25 abril 2009

el último tren

–oye tú, ¿estás bien? –escuché.

–Sí, déjame en paz –dije yo, pero las palabras no salieron de mi boca.

–Coño, ésta está como muerta –dijo la misma voz sacudiéndome un brazo. La  escultura de mi cuerpo sucumbió a semejante meneo y cayó encima de lo que hubiera allí.

–Ey! no me toques –grité, pero mis labios de piedra no dejaron salir una sola palabra.

–Agarra por ahí. –dijo otra voz.

–Eh! Que no me toques coño. ¡Suéltame! ¡Que me sueltes, hostia! –rugí, y nadie oyó nada.  Es más, hasta yo oí que nadie había oído nada.

Me dejaron en algún lugar que no reconocí y el murmullo se alejó. Se instaló un silencio opaco. Mis brazos seguían tallados en mis muslos. Me goteaba agua de la nariz y caía en las piedras sobre las que se clavaban mis rodillas. La visión de mí misma era una postura esculpida en mármol blanco, cubierta de hollín. La oscuridad también se bebía mis imágenes.

Un ruido metálico rompió el silencio. Empecé a sentir frío. El suelo me mandaba mensajes helados que me subían por los muslos, se paseaban por la columna y estallaban en la nuca. Intente salir corriendo pero mi cuerpo apagado no me acompañó. Se escuchaba como el desenfundar de un sable, y luego otro, y otro más. El arañar de metales se acompasó con el pitido de un tren fantasma.

El sudor y las lágrimas desgastaron mis párpados de mármol y vi a los guerreros de la mañana, esos que habían traído de China, correr por los túneles del metro librando batallas nocturnas en su paso por Barcelona para posar más rígidos y solemnes durante el día. Escuchaba su caminar implacable, los casquillos de los caballos, las ruedas de los carruajes, el golpe seco del látigo y el sonido de sus trajes. Todo se llenó de ruido. No quedó ni un hueco de silencio.

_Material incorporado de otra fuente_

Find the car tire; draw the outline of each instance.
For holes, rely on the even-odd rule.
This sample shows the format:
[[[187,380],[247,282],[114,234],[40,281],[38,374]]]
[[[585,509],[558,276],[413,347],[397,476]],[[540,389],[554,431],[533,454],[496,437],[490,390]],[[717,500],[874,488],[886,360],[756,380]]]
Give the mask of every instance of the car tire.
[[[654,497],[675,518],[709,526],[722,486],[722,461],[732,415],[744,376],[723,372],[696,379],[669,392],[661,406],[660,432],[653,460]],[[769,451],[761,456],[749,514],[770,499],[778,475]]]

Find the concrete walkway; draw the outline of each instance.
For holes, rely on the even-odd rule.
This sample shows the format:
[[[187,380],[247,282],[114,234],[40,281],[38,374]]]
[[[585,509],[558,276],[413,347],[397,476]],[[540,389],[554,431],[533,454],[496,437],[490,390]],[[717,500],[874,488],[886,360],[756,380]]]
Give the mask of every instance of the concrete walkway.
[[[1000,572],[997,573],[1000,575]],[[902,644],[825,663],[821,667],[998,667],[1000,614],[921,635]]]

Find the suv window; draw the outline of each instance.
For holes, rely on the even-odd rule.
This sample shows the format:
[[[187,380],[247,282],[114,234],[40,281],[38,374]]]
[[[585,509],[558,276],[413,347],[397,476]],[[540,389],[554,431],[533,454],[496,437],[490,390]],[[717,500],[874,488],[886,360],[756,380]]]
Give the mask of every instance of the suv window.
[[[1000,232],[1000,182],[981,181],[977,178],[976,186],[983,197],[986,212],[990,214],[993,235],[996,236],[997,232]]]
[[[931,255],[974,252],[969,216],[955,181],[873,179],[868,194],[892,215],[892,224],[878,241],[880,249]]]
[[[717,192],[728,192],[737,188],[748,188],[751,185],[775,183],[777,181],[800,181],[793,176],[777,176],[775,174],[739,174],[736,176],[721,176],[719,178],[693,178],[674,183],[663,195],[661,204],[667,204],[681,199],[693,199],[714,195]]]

Me alegré de estar oculta entre aquellas páginas húmedas, cuando de pronto dos ojos de luz me apuntaron de frente. Un monstruo gigante cargado de guerreros gritando en silencio se acercaba a toda máquina sobre dos líneas de plata pintadas en el suelo. Venía directo hacia mí.

Grité desde lo más hondo de mi pecho y, esta vez sí, los gritos quebraron el tiempo. Las páginas saltaron a las vías y cuando estaba a punto de recuperarlas, una voz verde me dijo:

–Oye princesa, despierta que esta es la última parada del último tren.